With all of the ways available to damage your credit score, it can be difficult to prevent your credit score from dropping occasionally. Fortunately, there are a number of methods that you can use that will help you keep your credit score as high as you can. A higher credit score can benefit you in many ways, including reducing the rate that you pay for many financial products and improving your chances of securing the loans, employment and housing that you desire. Paying your bills on time and following these tips will keep your credit score high.

Use Different Types Of Credit

To maximize your credit score, diversify the type of credit you are holding at any given time. Some people mistakenly believe that all types of credit are treated the same under the calculations used to determine their credit score. The truth is that people that have several types of revolving and non-revolving credit reflected in their credit history tend to have higher credit scores than people than only have a single type of credit, even if both have a spotless payment history. This is because companies want to see if you can handle all types of credit responsibly and are more likely to extend credit to the people that can demonstrate this responsibility.

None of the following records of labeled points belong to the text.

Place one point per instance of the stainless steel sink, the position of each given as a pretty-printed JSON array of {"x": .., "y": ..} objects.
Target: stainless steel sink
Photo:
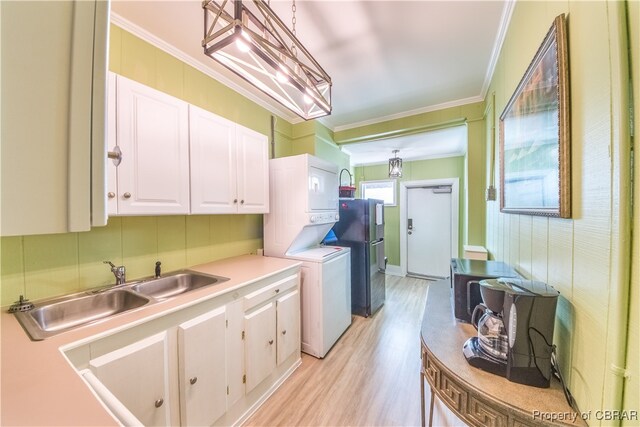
[
  {"x": 72, "y": 311},
  {"x": 175, "y": 284},
  {"x": 62, "y": 314}
]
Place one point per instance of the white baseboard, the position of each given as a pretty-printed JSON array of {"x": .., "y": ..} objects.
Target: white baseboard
[{"x": 394, "y": 270}]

Only Charge What You Can Pay Off

Carrying a balance on your credit cards will cost you a lot of money in interest payments and lower your credit score. Part of the calculation of your credit score is the ratio of the amount of credit you have available versus the amount of credit you have used. The less credit used, the higher your credit score will be. Paying off the balance of your credit cards each month will increase your credit score and prevent you from having to pay interest on the purchases you have made.

Leave Dormant Credit Accounts Open

Another thing that can unexpectedly harm your credit score is closing dormant credit accounts that you are not using anymore. Closing these accounts removes these amounts from your available credit, reducing your ratio of credit used to credit available. Instead of closing these accounts, allow them to remain open but remove the cards from your wallet so you are not tempted to use them. They can be placed in a safe spot in your home so they can be easily access in the event of a financial emergency.